Maybe _Process Multiple Files_ only exists in Photoshop Elements which is what I use.  It is to be found in the File menu of course.  I can't really justify paying for the full on Photoshop because I scrap any pictures that look like they might be hard work to make presentable.  Back in the days of negatives I got into the habit of not wasting time processing while taking another picture was feasible.

I think you have _Actions _in the proper version of Photoshop so perhaps it doesn't come with Process Multiple Files.  You could create an _action _I am guessing.  Are _Actions_ a bit like Macros in Office?


----------



## neonwilderness (Dec 5, 2008)

Hocus Eye. said:


> I think you have _Actions _in the proper version of Photoshop so perhaps it doesn't come with Process Multiple Files.  You could create an _action _I am guessing.  Are _Actions_ a bit like Macros in Office?



Yeah, I think you record an action then use the batch automate command to use is on multiple files.


----------



## stowpirate (Dec 6, 2008)




----------



## idioteque (Dec 6, 2008)

neonwilderness said:


>



He/she is gorgeous 

(as is stowpirates doggy too )


----------



## stowpirate (Dec 6, 2008)

This morning at Tesco's


----------



## neonwilderness (Dec 6, 2008)

idioteque said:


> He/she is gorgeous


It's difficult to tell, but we think she's a she


----------



## cybertect (Dec 6, 2008)

A few of the boy at the park this afternoon.


----------



## Johnny Canuck3 (Dec 6, 2008)




----------



## stowpirate (Dec 6, 2008)




----------



## stowpirate (Dec 6, 2008)

cybertect said:


> A few of the boy at the park this afternoon.

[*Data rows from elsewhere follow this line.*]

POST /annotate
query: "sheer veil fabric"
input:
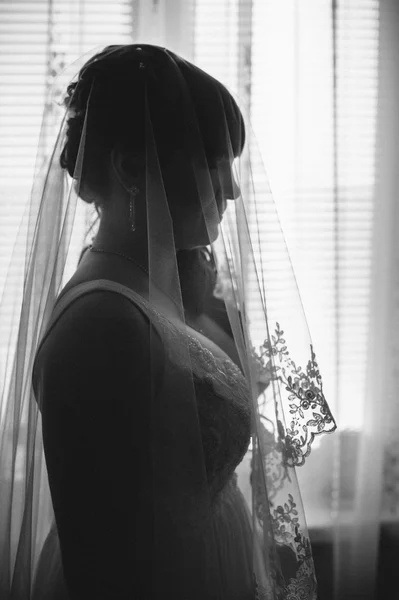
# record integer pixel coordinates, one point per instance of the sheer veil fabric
(168, 98)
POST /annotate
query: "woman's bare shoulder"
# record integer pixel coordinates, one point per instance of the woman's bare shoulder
(101, 332)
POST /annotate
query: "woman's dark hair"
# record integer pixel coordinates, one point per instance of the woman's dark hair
(116, 119)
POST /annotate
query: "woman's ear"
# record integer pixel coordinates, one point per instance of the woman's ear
(128, 169)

Cybertect did you need to prove film is now dead in such a stunning way? Now I know why I need to be spending more on my digital kit - Canon EOS 5D? - they are wonderful photographs


----------



## neonwilderness (Dec 6, 2008)

cybertect said:


> A few of the boy at the park this afternoon.



He has rather striking eyes! 



stowpirate said:


>



I like this.  Have you edited it?  It doesn't look quite right, but I'm not sure why.


----------



## cybertect (Dec 6, 2008)

stowpirate said:


> Cybertect did you need to prove film is now dead in such a stunning way?





Thanks. Yes, a 5D, though a 50mm f/1.4 lens does much of the work.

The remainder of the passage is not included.